September 21, 2007
Former Mexican President Takes Jabs At 'Cocky' Bush
Instead of "Hail to the Chief," President Bush might take his final walk out of the White House to the tune of the Eric Carmen ballad "All By Myself."
Former Mexican President Vicente Fox is the latest public figure to talk smack about his former amigo in a new book.
In "Revolution of Hope," due out next month, Fox calls Bush "the cockiest guy I have ever met in my life," according to early reports in the Washington Post and U.S. News & World Report. That's not the meanest dig Fox takes. (Isn't cocky the fuel of American politics, anyway?) In a quip bordering on schoolyard taunt, Fox calls the president "a windshield cowboy." Ouch.
Bush prides himself on his Texas bona fides, happily clearing brush and driving guests around in a truck wearing humble plaid button-downs at his ranch, aka the Western White House. So Fox appears to be swiping at Bush's very manhood when he tattles that the president is deathly afraid of horses.
The White House hasn't commented on Fox's remarks as far as we can tell, and the book didn't come up in the president's Thursday press conference, even though some recent comments by Donald Rumsfeld and Alan Greenspan did. "My feelings are not hurt," Bush declared. But can he say the same of Fox?
After all, Bush's support for immigration reform, which was in many ways simpatico with Fox's agenda, has won him the scorn of his base. In this regard, Fox has some very warm words for the president, praising his ability to see Mexican immigrants as "human beings of equal worth in the eyes of God."
Fox also gives kudos to the president for perfecting "the traditional male hug of Mexican culture, the abrazo," which may herald the man-hug's debut in the White House briefing room.
Iraq, predictably, is the centerpiece of Fox's apparent 180 on his friend and ally. "Can the United States afford the cost, in blood and treasure, of invading every nation with which it does not agree?" he wonders.
Fox would not elaborate on the reported remarks in an interview with the Chicago Tribune's editorial board this week, and has said everyone should just buy his book if they want to know more.

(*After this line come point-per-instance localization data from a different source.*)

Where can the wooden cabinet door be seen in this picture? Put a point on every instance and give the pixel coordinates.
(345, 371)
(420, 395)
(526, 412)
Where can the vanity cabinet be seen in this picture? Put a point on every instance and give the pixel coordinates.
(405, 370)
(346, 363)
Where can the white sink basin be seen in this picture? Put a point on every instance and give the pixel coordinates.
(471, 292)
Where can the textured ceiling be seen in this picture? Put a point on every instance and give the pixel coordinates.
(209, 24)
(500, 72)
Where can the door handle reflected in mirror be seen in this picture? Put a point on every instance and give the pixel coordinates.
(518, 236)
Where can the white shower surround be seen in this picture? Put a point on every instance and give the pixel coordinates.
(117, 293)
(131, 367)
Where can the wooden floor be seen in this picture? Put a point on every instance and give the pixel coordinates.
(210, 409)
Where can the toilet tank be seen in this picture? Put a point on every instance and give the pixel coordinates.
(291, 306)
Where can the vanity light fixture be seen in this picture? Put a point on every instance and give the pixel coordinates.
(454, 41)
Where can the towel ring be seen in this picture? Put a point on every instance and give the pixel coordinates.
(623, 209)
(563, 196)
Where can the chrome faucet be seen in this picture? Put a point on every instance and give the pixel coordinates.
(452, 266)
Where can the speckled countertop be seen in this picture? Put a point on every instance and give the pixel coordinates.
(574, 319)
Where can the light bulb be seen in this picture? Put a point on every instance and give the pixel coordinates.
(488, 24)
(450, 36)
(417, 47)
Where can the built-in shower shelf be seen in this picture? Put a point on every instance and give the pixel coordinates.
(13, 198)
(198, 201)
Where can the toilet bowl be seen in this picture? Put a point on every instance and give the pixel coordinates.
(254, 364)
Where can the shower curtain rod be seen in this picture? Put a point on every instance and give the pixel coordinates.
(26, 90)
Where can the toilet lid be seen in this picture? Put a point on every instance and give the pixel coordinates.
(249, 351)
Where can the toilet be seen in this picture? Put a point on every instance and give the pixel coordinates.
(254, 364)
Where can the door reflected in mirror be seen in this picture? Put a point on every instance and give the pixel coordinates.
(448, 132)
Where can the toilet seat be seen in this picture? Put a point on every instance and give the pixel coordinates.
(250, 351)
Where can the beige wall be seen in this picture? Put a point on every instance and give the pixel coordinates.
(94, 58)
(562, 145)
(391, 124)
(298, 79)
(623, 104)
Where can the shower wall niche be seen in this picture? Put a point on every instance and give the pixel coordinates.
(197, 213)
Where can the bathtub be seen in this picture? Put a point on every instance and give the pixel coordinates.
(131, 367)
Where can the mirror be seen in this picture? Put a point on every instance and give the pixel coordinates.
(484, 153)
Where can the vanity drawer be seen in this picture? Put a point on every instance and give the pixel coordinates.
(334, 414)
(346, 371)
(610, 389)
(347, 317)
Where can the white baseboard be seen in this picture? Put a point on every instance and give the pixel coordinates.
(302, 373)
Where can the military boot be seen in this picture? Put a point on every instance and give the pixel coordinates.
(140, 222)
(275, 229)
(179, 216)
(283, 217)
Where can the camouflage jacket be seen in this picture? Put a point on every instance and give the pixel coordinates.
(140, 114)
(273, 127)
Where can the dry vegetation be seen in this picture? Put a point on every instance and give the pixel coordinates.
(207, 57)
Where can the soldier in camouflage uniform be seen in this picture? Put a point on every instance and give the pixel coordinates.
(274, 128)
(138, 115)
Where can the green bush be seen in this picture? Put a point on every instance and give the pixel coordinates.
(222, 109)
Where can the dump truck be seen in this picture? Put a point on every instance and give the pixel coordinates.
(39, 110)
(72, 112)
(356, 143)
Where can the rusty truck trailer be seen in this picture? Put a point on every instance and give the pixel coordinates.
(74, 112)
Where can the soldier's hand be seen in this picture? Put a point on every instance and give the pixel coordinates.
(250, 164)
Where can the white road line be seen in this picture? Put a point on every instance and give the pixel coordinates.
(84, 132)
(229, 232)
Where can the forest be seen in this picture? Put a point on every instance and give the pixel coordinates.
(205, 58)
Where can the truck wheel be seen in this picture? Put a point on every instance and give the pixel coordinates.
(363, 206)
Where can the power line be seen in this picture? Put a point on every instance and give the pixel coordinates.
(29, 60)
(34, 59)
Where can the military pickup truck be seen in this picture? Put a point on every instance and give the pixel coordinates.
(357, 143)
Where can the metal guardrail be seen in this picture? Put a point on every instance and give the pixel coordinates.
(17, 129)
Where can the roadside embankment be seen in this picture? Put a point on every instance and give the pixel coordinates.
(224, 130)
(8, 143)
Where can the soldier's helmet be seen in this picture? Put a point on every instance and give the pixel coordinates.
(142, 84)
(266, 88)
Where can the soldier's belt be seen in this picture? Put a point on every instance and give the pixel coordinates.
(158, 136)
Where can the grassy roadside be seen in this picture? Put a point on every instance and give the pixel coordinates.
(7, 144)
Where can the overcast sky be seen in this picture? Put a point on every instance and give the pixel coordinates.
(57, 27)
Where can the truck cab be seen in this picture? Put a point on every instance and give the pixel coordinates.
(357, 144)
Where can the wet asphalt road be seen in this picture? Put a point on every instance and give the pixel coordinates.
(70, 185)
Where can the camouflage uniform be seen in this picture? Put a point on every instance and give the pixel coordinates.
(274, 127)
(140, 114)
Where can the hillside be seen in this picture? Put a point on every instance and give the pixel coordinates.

Fox left office last year, and he faces a possible Mexican congressional inquiry into his finances. Political foes are accusing Fox of graft -- de rigueur when it comes to ex-pols in that country -- after a magazine showcased his posh estate. But Dudley Althaus of the Houston Chronicle reports that Fox's home is "moderately palatial by the standards of Mexico's wealthy." (What's Spanish for "progress"?)